Che l’Italia non stia attraversando un buon momento, sotto diversi punti di vista a partire da quello economico, con il Mezzogiorno che è la porzione di territorio a farne maggiormente le spese, è fatto tristemente risaputo da anni ormai. Quanto, però, emerge dal Rapporto Svimez 2019 ha veramente dell’allarmante, non solo per il presente ma anche in vista del futuro. Da una serie di dati forniti, quello che risalta più agli occhi è un Sud che viene definito in “recessione”. Il fenomeno si sarebbe concretizzato in maniera corposa nel 2019, considerando un Pil stimato in calo dello 0.2%, a fronte dello +0.3% del Centro-Nord.
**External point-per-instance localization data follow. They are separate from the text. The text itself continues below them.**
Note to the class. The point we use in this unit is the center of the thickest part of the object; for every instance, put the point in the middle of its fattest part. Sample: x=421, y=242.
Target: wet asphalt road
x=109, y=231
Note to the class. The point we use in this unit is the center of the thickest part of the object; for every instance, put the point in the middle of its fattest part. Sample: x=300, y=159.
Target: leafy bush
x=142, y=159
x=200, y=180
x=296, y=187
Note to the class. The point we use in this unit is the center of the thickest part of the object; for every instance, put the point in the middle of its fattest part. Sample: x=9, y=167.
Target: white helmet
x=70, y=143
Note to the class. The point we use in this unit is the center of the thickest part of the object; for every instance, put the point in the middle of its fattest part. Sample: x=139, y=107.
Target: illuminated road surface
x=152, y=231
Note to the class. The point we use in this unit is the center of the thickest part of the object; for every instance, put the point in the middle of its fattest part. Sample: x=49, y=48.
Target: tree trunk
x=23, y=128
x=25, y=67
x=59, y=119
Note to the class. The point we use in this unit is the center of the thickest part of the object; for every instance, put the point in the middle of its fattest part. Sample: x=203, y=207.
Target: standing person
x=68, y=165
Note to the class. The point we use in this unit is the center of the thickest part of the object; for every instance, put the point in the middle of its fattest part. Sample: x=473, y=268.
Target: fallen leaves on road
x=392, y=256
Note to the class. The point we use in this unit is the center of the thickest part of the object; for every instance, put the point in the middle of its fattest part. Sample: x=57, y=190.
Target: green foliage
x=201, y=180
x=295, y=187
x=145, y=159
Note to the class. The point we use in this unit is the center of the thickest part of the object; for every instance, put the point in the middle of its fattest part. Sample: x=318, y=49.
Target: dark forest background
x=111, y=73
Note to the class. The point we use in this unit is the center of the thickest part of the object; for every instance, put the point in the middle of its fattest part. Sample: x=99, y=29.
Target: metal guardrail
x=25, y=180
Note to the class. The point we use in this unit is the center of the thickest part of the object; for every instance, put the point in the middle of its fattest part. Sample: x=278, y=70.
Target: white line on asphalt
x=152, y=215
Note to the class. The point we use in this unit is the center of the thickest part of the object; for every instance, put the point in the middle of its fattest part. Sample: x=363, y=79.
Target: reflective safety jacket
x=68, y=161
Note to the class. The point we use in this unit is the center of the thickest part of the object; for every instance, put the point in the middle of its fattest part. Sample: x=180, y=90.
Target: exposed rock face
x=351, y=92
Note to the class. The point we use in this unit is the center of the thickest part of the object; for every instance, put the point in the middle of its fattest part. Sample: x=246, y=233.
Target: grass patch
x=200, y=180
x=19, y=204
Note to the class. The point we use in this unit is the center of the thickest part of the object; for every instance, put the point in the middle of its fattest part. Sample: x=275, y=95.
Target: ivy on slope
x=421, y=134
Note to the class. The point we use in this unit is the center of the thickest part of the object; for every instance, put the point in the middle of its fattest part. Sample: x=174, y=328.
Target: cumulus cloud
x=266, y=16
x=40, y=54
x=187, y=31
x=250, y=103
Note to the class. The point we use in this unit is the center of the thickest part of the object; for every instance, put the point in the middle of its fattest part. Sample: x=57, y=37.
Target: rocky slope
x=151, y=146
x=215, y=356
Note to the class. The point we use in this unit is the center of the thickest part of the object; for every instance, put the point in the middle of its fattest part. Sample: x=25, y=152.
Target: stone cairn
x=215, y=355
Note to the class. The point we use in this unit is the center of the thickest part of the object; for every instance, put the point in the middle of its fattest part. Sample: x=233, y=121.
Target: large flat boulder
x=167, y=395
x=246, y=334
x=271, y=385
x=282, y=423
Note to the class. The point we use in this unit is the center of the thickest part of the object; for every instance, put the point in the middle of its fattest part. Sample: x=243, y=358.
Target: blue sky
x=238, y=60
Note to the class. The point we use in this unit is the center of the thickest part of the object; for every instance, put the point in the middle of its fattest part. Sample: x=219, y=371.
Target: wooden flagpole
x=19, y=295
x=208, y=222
In costante aumento anche il gap occupazionale tra Sud e Centro-Nord, tanto che nell’ultimo decennio è cresciuto da 19.6% a 21.6%, così come impressiona la crescita occupazionale nel primo semestre del 2019 che riguarda solo il Centro-Nord con un +137.000, contro il -27.000 del Sud. Praticamente andrebbero creati 3 milioni di posti di lavoro nel Mezzogiorno per riallinearsi con il resto della Nazione. E non finisce qui perché si stima che dall’inizio del nuovo millennio siano stati oltre due milioni i residenti meridionali ad emigrare, oltre la metà giovani fino ai 34 anni.

Questi dati evidenziano ancora una volta come tutti i governi nazionali degli ultimi venti anni abbiano di fatto ignorato le condizioni in cui si trova il sud e nulla sia stato fatto per valorizzare l’enorme potenziale delle nostre regioni. Una possibile soluzione allo stato in cui ci troviamo, per come per altro indicato nel rapporto Svimez, potrebbe essere puntare sul Sud come “piattaforma verde del Paese”. Una vera e propria Green New Deal con la bioeconomia meridionale che sarebbe valutabile tra i 50 e i 60 miliardi di euro. Prospettiva interessante, ma al momento lontana da una realtà che vede, come soluzione più immediata per chi sta al governo, l’erogazione del reddito di cittadinanza. Un provvedimento potenzialmente utile per sostenere un’ampia porzione di popolazione, ma che, per come dimostrano i dati, poco o nulla ha reso in termini di nuova occupazione. Chiaro, ad oggi, invece il forte divario tra le due aree del Paese con il Mezzogiorno sempre più abbandonato a se stesso. Una preoccupazione che cresce pensando all’ipotesi di autonomia differenziata immaginata da regioni come Lombardia e Veneto. Ipotesi che, per come ampiamente dimostrato anche dall’ultima inchiesta di Report, spezzerebbe il Paese in due senza alcuna possibilità di ricostruire una vera unità d’Italia.

L’Italia del Meridione sarà in prima linea per rilanciare l’azione delle regioni del sud partendo da alcuni punti fondamentali che non possono più essere esclusi dall’agenda di governo: l’attuazione piena del principio di riequilibrio territoriale sancito con la clausola del 34%, l’avvio di una forte perequazione infrastrutturale, la definizione dei livelli essenziali delle prestazioni e dei livelli essenziali di assistenza, un piano per l’accessibilità che garantisca pari opportunità di mobilità al sud come al nord, un piano straordinario per la sanità che consenta investimenti nelle strutture ospedaliere del sud e lo sblocco delle assunzioni. L’auspicio è che, a fronte anche di questi dati, i parlamentari eletti al sud abbiano un sussulto di dignità e si oppongano al più presto ad una deriva nordista che sta impoverendo le regioni del sud e rischia di mettere un macigno sulle possibilità di crescita dell’intero Paese.